Duplicate Code Metric for Terraform Code missing

We are a DevOps Team doing a lot with IaC Terraform with a heavy engineering background in java/python.

We currently evaluate Sonarqube (still Community Version, on EKS with Helm) and are quite impressed.

I used to see duplication metrics for code, but except for scala I dont see any for our TF Code.

I played with sonar.cpd.terraform.minimumtokens and … …Lines. But from the log perspective I dont see any ‘DEBUG: Detection of duplications for …’ for terraform files.

Is it missing in implementation?

Thx in advance!
Lars

From what I read in GitHub - SonarSource/sonar-iac: Static Code Analyser for Infrastructure-as-Code languages such as CloudFormation and Terraform as well as DevOps like Docker and Kubernetes there is no implementation of CPD - right?

I compared to sonar-python/sonar-python-plugin/src/main/java/org/sonar/plugins/python/cpd/PythonCpdAnalyzer.java at master · SonarSource/sonar-python · GitHub, would be implementing A TerraformCPDAnalyzer the same way a good start?

Hi @Lars2

Welcome to the community, thanks for evaluating SonarQube and for your question!

So far we haven’t considered implementing Copy Paste Detection for Terraform. It can cause a lot of false positives that we would like to avoid.

Please provide us some examples where you expect copy-paste detection, so we can better understand your case and think about it again.

Best Regards
Marcin Stachniuk

1 Like

hi @ Marcin_Stachniuk

thx for replying.

As example let me describe the context we work in to understand the problem.

We implement “datalakes” in AWS consisting of multiple data pipelines.
Each data pipeline

  • gets data from somewhere (S3/…)
  • mangle the data (Glue/Lambda/…)
  • places the results to somewhere (S3/RDS/…).

One can imagine when it comes to routine implementations one way to proceed is to copy and adapt (adjusting the terraform state, change a base name and implement the logic in a lambda).

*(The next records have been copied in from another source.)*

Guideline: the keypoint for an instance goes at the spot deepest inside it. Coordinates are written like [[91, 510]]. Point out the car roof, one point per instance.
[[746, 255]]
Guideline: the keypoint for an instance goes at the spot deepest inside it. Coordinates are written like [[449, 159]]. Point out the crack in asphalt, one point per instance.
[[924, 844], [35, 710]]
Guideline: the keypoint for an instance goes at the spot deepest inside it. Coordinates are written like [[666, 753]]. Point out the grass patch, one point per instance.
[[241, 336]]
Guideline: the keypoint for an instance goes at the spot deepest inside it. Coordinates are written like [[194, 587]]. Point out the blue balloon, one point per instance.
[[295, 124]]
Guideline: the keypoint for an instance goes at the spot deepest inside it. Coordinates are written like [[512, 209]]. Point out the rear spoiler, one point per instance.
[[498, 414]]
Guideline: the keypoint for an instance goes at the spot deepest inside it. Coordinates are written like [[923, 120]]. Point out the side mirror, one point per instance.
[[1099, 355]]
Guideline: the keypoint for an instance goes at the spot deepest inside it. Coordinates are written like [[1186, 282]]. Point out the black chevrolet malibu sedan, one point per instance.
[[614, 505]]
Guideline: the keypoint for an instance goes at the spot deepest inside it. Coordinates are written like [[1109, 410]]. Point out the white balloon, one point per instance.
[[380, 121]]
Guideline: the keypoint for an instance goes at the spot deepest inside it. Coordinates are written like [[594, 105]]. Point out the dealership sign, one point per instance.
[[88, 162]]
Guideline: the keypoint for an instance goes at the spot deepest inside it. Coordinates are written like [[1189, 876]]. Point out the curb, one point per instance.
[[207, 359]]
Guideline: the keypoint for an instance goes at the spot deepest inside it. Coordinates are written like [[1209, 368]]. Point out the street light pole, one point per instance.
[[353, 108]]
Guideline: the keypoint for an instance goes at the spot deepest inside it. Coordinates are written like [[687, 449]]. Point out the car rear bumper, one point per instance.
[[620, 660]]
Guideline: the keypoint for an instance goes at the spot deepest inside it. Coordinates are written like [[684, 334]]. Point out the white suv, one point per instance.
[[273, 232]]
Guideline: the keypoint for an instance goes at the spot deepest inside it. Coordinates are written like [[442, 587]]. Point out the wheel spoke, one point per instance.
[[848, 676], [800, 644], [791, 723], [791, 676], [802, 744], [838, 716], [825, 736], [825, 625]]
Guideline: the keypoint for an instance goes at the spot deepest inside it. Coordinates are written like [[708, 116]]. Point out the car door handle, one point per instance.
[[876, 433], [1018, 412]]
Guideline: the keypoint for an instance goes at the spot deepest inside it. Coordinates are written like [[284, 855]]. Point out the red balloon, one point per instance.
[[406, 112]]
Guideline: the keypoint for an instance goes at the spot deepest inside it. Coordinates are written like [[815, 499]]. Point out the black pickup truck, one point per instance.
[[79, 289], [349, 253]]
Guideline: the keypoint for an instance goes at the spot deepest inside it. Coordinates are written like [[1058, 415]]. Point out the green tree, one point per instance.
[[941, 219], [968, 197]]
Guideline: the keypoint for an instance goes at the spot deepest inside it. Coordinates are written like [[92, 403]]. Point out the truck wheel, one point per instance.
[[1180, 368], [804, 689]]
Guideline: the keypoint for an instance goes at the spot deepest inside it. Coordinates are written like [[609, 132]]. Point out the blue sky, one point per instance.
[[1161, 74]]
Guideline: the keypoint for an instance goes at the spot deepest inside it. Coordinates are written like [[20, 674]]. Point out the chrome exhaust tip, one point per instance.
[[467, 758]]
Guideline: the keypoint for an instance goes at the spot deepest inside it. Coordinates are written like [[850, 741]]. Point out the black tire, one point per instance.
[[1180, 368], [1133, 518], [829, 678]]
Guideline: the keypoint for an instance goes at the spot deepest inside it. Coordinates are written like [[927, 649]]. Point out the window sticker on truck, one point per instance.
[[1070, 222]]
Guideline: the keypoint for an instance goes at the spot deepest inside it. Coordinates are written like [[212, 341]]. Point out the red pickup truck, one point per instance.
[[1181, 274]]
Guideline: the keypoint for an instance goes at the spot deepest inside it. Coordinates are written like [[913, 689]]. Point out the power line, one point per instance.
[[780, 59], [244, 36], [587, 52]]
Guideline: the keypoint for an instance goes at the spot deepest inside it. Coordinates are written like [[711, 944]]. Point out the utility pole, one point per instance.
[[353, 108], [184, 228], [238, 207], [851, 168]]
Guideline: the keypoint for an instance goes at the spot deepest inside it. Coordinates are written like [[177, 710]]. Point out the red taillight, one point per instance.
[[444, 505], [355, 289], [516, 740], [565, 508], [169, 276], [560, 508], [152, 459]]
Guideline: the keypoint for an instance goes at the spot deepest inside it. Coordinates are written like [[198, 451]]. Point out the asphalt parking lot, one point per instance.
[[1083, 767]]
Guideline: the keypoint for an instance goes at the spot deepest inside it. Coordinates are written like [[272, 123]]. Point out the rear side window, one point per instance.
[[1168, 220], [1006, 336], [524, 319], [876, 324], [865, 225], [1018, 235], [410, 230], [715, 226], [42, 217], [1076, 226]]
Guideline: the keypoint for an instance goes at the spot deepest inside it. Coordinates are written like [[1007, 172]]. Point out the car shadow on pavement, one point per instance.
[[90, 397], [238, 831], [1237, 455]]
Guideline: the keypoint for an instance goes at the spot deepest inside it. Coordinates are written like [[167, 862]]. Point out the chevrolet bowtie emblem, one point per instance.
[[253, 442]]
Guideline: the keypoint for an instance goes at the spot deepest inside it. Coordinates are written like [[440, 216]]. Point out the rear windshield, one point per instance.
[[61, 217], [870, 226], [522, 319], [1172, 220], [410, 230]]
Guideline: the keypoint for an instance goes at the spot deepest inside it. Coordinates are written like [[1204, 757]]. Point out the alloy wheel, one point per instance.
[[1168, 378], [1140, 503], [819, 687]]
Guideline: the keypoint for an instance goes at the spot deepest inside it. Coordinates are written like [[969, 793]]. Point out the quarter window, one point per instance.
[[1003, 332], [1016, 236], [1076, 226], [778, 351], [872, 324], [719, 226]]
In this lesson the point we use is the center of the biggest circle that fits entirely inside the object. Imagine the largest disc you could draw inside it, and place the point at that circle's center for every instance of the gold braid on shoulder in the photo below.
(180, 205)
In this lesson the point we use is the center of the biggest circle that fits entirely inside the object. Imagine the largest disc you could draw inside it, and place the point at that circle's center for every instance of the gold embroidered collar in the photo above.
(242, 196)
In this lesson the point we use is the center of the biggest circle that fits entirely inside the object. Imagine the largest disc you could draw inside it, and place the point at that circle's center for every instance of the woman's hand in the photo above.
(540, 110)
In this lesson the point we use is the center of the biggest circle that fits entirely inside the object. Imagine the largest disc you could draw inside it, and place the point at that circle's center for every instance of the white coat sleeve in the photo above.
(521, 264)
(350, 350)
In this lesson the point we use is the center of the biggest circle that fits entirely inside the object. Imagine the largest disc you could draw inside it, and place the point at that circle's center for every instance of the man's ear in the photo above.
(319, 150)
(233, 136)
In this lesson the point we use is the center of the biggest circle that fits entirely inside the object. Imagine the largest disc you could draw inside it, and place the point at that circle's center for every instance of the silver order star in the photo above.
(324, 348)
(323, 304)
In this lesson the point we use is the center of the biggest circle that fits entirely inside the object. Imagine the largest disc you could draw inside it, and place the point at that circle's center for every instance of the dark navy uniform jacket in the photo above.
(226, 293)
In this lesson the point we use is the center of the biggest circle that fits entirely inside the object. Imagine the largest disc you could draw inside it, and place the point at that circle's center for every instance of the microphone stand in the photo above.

In an oversimplified example could it be the copy 10 files and change 3 lines and have another 300 lines duplicate code.

example file hierarchy

datapipelines:

  • dp1
    – /lambda
    — lambda.py
    – input_s3.tf
    – process_lambda.tf
    – output_s3.tf
    – provider.tf
    – versions.tf
  • dp2
    – /lambda
    — lambda.py
    – input_s3.tf
    – process_lambda.tf
    – output_s3.tf
    – provider.tf
    – versions.tf
  • dp3
    – /lambda
    — lambda.py
    – input_s3.tf
    – process_lambda.tf
    – output_s3.tf
    – provider.tf
    – versions.tf

Data duplication could give us a clue to consider refactoring and to keep DRY and improve in the field of clean code.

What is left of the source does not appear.